We rarely think at all about how people in our social circle or our family think differently from us. We make constant, small assumptions that our common experience gives us a common point of view on how things "should be". Unless, of course, there is conflict. How many times have we thought or said, "what were you thinking?!".
Some differences in thinking have become cliches in our culture. "Men are from Mars, Women are from Venus" by John Gray cemented what was already common knowledge. Our gender can create unique styles in how we function. And now, that concept of difference created by gender is a shared perception. Today, it's a surprise when we find that a member of the opposite sex thinks about things in the same way as us!
People on the autism spectrum experience the world in a way that is different from those who are not on the autism spectrum. Stated in the most straightforward and simplistic way, they think differently. For too long, this different way of thinking has been viewed only as a liability and the behaviors associated with this different way of thinking have been considered completely undesirable.
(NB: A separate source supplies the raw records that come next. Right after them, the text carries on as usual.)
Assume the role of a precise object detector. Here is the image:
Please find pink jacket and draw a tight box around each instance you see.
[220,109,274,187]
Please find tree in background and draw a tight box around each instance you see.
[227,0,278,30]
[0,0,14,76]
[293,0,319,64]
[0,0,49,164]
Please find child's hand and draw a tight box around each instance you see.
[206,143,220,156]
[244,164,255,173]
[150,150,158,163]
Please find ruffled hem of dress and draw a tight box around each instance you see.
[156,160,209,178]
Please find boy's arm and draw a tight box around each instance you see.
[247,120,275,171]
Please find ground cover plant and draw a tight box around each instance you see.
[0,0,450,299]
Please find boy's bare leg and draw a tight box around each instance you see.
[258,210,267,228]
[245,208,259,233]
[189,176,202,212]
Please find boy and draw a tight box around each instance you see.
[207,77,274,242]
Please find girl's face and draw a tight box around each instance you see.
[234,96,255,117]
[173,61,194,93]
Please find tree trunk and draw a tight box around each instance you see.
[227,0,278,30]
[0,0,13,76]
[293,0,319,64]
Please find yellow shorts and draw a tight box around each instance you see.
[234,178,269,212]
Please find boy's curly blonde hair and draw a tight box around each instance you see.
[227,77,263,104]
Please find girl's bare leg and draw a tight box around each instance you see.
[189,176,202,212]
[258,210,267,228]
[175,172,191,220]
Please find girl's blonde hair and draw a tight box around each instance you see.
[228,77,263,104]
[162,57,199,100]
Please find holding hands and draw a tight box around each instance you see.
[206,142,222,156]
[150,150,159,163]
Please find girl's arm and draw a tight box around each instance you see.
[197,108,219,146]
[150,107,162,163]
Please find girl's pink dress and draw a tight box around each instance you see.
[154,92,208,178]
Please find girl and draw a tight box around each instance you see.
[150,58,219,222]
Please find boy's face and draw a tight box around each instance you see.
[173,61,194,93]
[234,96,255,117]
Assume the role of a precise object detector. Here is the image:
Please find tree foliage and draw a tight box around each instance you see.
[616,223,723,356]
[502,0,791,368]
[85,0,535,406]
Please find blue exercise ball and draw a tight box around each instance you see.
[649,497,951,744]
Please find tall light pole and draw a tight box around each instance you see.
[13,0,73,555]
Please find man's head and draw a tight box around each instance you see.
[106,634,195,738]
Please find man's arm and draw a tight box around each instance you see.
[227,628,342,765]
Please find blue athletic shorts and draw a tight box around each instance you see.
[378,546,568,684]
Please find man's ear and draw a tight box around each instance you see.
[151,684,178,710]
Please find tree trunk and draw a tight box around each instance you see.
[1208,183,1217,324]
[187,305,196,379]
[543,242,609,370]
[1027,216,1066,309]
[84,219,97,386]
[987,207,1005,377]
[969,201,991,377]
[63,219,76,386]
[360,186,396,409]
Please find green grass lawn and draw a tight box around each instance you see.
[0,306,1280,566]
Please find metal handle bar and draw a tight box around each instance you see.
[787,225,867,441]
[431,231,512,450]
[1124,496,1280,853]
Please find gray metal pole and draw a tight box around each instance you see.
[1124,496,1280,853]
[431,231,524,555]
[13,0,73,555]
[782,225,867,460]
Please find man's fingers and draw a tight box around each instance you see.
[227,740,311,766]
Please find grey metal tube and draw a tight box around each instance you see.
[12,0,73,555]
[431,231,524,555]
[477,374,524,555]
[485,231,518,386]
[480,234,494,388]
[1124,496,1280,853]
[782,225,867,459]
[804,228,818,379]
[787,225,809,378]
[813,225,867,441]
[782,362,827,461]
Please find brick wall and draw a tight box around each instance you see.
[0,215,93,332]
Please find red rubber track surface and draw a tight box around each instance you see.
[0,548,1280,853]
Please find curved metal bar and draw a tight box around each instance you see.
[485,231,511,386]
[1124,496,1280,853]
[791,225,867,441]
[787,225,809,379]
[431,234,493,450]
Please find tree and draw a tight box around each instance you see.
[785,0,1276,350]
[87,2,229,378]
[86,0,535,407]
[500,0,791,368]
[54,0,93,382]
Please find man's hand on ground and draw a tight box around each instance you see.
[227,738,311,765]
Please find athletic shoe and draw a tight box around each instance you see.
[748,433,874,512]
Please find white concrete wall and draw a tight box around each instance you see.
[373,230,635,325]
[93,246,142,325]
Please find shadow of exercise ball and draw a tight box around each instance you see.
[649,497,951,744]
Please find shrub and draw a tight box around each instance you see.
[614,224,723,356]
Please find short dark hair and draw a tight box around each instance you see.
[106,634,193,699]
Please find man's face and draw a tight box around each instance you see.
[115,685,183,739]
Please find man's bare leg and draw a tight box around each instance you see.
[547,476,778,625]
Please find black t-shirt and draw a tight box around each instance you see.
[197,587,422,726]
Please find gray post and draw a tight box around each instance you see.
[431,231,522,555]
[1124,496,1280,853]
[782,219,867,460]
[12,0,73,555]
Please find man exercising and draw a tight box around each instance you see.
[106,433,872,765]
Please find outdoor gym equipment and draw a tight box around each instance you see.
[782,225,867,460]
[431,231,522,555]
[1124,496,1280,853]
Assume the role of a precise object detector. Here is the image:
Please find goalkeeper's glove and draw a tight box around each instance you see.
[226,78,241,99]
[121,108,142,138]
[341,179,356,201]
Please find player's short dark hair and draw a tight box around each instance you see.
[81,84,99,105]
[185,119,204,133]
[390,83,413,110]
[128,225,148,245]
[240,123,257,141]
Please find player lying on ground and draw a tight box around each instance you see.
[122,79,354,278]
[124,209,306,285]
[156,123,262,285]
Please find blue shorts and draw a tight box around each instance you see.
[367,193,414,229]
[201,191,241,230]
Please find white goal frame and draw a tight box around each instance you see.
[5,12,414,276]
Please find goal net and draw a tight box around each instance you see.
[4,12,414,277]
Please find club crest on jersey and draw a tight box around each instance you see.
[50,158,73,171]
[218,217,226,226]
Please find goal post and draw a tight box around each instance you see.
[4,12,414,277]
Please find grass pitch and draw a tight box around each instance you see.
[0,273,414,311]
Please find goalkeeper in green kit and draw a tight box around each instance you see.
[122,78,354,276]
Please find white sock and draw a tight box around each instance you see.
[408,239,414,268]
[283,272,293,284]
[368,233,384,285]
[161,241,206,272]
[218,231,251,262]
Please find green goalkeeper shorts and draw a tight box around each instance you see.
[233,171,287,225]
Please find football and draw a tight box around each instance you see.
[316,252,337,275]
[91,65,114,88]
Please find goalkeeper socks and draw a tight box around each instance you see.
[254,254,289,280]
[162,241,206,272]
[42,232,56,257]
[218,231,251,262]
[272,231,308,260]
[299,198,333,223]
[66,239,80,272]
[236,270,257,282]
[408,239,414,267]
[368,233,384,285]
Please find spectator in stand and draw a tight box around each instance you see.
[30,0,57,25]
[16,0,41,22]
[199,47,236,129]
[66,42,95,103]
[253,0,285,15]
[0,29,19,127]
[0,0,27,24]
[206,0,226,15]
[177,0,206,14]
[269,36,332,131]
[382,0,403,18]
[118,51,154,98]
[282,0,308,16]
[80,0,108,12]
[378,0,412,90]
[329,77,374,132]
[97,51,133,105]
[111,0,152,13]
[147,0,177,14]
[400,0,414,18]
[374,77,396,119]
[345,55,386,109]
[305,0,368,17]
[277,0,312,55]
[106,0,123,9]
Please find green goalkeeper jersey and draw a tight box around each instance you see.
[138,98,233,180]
Perhaps its time to think differently about how people on the autism spectrum think differently. At Mind Shift, we believe that the unique qualities associated with autism spectrum disorder can be valuable if our culture will begin to see the differences as valuable. To make this change a reality, all of us will need to change how we think about the autism spectrum. There is no question that, like everyone, people with ASD have challenges that need to be considered in their daily interactions AND like any person operating in a culture that is filled with people who view the world differently, they need to remember that others may not share their perspective. At the same time, those of us not on the spectrum need to be open to the dramatically different world view that people on the autism spectrum may have. As we open our minds to the difference in how people on the autism spectrum think differently, we will become more aware of how all of the people in our world, both professional and personal, also think differently. And the question will no longer be, "what were they thinking?!", but "why didn't I think of that?!"